After a brief 3% correction, the market has reversed up and climbed nearly 5% for past three weeks. S&P 500 rose over 68 points from its low of 1,485 hit on Feb. 26th to its high 1563.32 reached last Thursday.
But the market internals have weakened in recent sessions!
The strongest stocks are either stalling out or pulling back from their recent highs, such as GOOG, PCLN, AMZN, KORS, WHR, GS; the beaten down laggards bounced up sharply despite some of them retreating seen in VMW, MLNX, FSLR, AAPL; and also some weak names kept being sold off further to their year lows, such as ISRG, BIDU, ULTA, RAX, DDD, and ISRG is one of wild puppies mentioned repeatedly with huge bearish reversal. GOOG had an exhaustion gap when it hit recent high of 844 on big volume before pulling back, mentioned on Twitter.
There is a saying: Don’t short a strong market as 80% of stocks tend to follow the overall market trend. However, plenty of individual names have acted alone based upon their own charts and price action, not following the broad market trend, and it is an interesting character of the recent market rally.
In conclusion, there are a few caution signs for a serious market pullback:
- The market rally is now four-month old since November low, mature enough for serious profit taking.
- The volatility index or VIX is below year 2007 low near 11, a sign of complacency.

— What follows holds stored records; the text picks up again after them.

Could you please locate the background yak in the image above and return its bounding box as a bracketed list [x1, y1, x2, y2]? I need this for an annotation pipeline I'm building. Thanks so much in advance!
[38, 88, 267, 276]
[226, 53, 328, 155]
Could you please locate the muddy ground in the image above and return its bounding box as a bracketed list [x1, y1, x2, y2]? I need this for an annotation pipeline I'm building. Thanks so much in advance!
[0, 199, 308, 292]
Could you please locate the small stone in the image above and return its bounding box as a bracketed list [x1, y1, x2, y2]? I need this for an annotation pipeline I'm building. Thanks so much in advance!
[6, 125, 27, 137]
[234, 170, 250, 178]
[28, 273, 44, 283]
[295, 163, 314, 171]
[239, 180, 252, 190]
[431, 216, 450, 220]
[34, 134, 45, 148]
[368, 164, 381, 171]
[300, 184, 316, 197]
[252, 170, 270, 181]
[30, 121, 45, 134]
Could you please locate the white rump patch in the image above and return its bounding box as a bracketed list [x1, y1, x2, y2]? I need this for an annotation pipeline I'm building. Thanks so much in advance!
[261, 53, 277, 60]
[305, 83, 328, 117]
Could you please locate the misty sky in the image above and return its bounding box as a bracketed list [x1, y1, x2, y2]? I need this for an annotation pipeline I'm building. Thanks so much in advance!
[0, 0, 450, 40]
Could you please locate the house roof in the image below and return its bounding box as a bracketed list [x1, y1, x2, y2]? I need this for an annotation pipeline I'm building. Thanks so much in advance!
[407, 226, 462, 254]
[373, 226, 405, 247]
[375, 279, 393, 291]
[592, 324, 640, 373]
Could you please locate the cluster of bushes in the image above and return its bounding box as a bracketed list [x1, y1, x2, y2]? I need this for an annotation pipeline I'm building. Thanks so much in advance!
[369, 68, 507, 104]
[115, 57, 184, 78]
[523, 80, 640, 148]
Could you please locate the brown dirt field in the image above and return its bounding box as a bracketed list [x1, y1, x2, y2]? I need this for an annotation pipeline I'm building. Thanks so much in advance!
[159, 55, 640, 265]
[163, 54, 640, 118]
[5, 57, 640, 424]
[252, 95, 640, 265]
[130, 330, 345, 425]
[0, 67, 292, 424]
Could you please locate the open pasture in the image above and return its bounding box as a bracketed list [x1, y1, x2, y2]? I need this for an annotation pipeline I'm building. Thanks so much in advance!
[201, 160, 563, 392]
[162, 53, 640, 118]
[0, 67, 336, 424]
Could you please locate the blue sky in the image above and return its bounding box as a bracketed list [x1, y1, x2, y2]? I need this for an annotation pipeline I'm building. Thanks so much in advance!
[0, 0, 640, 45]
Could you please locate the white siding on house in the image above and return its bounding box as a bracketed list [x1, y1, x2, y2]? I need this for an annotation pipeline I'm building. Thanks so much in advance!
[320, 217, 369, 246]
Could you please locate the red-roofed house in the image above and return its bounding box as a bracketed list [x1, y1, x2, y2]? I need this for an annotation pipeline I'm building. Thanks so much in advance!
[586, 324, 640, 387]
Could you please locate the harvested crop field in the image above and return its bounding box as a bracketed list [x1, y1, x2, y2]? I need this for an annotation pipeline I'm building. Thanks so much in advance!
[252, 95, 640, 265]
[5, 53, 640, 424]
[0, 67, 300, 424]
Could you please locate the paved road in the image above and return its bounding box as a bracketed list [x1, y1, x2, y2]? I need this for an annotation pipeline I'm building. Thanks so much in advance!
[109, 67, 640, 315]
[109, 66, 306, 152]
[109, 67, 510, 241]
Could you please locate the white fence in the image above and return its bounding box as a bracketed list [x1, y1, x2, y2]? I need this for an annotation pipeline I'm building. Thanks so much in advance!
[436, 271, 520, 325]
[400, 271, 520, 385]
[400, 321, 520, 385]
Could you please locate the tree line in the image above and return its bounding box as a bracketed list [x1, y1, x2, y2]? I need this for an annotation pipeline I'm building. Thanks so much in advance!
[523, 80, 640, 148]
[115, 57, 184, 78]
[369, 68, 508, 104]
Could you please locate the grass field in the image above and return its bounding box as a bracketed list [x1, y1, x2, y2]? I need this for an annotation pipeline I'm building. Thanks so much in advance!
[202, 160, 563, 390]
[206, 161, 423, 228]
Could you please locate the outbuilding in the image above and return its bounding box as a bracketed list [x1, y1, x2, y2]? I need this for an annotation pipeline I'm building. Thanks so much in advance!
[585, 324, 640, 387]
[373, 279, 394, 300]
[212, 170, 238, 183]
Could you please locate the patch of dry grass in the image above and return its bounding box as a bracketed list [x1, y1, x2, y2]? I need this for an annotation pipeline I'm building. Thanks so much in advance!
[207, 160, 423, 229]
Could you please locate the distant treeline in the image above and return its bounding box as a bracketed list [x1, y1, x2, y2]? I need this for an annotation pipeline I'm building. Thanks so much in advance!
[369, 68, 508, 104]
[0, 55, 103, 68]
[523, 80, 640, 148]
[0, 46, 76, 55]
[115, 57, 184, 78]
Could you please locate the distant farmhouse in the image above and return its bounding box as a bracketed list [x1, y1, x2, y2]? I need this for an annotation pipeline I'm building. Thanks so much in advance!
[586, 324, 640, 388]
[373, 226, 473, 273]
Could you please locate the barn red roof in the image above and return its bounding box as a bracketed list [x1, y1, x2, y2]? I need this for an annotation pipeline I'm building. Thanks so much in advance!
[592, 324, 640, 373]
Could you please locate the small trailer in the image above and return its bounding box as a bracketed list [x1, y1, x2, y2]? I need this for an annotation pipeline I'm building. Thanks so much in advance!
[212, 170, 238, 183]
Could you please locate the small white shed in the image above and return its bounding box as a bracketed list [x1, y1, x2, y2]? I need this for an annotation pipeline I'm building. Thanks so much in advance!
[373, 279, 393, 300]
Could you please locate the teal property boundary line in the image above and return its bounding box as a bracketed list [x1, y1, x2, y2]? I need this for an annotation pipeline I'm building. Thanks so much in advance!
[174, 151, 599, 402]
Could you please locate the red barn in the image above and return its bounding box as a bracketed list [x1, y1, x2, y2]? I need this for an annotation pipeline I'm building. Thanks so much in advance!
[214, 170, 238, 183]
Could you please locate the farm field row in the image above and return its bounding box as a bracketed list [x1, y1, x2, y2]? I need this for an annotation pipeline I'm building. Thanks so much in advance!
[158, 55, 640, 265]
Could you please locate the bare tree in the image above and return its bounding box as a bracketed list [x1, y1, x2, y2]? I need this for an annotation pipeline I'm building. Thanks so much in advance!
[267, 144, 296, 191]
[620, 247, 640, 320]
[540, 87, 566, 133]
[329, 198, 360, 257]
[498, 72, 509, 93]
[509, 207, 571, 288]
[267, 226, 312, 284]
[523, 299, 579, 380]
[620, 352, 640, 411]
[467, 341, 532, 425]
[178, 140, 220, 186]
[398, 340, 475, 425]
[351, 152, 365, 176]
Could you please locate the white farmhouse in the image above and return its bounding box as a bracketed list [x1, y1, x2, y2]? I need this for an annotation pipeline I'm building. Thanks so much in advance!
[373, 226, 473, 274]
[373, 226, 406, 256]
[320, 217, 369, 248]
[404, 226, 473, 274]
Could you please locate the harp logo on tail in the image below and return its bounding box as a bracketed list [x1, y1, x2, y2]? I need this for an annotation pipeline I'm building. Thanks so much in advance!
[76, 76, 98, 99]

- The rotation seems to be running out of gas with only beaten down stock trying to snap back, helping market stay up.
- The random price and whipsawing action were seen everywhere, and it’s hard for traders to hold positions overnight, a sign of instability.
With the end month/quarter window dressing near, we will likely see further gyration moves as institutions would re allocate their portfolios. As traders, it’s time to keep our sense guarded, have powder dry, be flexible, and be objective. Best luck on trading!